# Bringing my mobile phone to Canada



## joelmine (May 12, 2013)

Hi,

I have been trying to find out if I can bring my mobile phone which I purchased in Dubai to Canada. I called up operators and other companies and no one could help me out. All they say is go down to the nearest branch and show them your phone. But thats not too helpful as I am in Dubai at the moment and if I cannot bring my phone in i might as well sell it here before coming. 

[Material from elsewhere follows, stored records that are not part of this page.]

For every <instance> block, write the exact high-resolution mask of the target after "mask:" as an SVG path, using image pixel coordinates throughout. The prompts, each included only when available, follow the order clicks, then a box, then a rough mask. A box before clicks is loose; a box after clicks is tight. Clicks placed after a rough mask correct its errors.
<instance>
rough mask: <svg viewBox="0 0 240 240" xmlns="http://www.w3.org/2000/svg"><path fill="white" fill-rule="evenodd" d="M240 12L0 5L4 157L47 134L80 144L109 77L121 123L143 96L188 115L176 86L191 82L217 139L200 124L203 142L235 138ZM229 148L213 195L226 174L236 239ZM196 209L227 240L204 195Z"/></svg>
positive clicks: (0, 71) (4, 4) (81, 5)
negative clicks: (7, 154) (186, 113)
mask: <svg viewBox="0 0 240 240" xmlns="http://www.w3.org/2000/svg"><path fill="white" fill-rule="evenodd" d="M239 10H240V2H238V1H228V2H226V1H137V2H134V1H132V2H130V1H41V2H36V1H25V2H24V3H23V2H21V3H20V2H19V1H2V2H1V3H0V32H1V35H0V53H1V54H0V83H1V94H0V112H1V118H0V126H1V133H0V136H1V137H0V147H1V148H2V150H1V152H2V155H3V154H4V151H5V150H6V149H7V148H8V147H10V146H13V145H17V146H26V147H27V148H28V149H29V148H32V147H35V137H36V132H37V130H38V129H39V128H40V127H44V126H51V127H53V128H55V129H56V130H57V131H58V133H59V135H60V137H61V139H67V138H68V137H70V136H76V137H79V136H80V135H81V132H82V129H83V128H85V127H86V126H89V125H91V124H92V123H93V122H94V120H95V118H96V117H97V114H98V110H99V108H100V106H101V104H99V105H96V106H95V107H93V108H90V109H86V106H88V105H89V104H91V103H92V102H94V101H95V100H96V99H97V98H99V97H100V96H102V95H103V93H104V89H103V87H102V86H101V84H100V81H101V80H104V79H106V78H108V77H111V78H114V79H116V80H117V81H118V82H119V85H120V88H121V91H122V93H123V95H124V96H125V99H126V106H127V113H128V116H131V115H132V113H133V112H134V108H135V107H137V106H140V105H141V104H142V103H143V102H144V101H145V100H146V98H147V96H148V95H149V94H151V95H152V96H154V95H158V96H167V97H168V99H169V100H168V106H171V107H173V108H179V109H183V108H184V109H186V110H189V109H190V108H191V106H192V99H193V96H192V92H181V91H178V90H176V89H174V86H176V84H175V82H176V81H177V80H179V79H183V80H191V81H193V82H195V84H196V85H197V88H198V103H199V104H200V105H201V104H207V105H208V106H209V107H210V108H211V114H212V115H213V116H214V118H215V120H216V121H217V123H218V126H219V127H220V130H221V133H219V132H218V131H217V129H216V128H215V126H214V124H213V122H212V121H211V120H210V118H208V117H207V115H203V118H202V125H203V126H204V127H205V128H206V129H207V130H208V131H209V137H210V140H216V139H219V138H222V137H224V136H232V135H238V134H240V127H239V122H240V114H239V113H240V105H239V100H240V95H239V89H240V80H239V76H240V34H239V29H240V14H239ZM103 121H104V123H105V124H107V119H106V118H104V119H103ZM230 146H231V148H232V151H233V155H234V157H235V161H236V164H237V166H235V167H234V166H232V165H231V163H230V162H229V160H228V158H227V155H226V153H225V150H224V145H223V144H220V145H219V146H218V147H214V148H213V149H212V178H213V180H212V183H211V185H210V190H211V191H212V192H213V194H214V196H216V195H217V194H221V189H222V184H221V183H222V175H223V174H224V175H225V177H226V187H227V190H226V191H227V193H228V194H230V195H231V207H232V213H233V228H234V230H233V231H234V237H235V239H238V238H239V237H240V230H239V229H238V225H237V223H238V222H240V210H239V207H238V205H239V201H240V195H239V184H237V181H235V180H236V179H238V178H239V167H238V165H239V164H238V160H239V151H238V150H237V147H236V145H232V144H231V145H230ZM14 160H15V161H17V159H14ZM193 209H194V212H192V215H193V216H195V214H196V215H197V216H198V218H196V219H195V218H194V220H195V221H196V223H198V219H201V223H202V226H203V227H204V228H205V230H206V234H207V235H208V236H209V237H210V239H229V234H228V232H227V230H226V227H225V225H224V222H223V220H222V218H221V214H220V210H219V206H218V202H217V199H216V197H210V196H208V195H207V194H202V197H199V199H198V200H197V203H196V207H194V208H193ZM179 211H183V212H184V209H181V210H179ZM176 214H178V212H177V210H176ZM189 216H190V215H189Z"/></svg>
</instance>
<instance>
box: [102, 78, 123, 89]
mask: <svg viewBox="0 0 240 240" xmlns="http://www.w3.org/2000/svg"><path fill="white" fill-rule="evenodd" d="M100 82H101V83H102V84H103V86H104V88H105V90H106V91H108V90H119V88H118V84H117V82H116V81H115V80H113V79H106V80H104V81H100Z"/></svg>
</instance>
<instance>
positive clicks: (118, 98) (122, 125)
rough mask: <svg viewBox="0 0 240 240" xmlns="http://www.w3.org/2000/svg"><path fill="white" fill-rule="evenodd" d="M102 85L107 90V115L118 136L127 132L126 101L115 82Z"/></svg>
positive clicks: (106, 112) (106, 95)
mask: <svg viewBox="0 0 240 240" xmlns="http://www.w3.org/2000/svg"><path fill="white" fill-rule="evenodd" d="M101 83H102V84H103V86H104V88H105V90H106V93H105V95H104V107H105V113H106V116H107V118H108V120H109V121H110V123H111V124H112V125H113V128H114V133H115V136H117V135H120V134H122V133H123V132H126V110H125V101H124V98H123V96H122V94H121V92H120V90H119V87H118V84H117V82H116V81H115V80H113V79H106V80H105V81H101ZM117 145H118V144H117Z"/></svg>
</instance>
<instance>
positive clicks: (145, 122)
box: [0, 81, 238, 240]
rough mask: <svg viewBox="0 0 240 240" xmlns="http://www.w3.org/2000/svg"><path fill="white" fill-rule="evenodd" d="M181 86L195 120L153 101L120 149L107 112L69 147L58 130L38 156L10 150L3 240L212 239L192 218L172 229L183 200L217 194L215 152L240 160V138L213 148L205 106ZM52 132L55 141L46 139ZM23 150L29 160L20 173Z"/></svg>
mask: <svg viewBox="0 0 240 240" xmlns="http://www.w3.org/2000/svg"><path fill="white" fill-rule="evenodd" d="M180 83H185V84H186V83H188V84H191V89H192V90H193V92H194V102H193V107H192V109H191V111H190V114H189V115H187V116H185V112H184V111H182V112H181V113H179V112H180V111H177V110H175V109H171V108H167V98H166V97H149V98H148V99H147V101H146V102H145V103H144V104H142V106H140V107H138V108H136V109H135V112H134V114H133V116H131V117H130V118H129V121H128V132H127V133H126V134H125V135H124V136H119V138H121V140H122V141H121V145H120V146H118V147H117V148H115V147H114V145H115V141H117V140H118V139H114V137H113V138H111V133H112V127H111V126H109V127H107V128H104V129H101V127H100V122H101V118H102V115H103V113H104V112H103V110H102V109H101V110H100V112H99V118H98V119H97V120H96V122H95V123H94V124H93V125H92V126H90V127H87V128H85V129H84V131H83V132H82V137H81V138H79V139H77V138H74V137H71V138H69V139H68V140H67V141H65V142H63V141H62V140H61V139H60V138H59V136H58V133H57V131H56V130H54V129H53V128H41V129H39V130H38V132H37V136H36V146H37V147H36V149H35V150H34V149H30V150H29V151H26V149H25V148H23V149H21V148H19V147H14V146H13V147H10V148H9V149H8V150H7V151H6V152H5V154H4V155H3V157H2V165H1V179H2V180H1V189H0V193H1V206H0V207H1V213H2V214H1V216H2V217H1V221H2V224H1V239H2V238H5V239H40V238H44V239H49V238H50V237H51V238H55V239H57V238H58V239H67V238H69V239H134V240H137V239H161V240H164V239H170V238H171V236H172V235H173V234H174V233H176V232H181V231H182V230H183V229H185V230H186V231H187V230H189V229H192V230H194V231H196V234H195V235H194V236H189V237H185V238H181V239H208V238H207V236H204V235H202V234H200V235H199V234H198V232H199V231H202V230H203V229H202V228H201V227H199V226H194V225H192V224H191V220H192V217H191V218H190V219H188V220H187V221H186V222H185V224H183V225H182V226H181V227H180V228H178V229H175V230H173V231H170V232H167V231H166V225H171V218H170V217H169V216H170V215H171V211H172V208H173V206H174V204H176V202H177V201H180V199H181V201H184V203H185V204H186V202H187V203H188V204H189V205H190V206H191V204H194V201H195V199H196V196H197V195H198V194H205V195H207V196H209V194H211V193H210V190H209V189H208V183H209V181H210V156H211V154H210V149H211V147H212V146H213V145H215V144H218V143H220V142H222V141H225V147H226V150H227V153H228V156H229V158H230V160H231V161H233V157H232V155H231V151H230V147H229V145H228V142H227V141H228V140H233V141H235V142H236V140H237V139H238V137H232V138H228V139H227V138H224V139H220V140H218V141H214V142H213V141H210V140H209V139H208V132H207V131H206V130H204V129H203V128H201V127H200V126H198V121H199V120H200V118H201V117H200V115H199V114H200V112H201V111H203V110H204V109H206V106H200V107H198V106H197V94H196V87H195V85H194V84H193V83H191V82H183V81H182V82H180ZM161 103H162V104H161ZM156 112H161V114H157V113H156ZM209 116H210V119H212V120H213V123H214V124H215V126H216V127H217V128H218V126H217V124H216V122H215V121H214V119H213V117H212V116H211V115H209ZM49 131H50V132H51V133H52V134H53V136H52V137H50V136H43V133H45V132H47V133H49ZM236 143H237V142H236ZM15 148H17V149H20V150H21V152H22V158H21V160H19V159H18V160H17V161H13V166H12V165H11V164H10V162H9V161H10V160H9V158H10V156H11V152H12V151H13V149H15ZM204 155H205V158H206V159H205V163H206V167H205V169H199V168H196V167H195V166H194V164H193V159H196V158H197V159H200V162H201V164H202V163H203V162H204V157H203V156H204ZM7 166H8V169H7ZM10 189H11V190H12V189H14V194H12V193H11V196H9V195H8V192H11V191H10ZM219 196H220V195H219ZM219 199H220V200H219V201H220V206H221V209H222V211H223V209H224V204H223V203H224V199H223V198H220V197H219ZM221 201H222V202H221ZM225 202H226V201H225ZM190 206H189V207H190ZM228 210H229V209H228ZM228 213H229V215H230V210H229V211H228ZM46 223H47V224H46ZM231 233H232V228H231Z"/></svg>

I just bought the new HTC One in Dubai. This is unlocked but I want to know if it will work on the networks in Canada. Please let me know if any of you have tried taking your phone from this region or even Asia etc to Canada. 

Thanks


----------



## WestCoastCanadianGirl (Mar 17, 2012)

joelmine said:


> Hi,
> 
> I have been trying to find out if I can bring my mobile phone which I purchased in Dubai to Canada. I called up operators and other companies and no one could help me out. All they say is go down to the nearest branch and show them your phone. But thats not too helpful as I am in Dubai at the moment and if I cannot bring my phone in i might as well sell it here before coming.
> 
> ...


Is this your phone?

If so, you can bring your phone in, get a SIM and pop it in and start using it... Rogers has coverage across the entire country.


----------



## joelmine (May 12, 2013)

Thanks for you reply .. Yes that is my phone but I think most phones work with different bands .. So the same phone sold in north america may have only the band that north america supports. Did you try taking your phone with you ? Or do you know anyone who did ?


----------



## Liam(at)Large (Sep 2, 2012)

HTC One has quad band support that works on Canadian GSM frequencies.


----------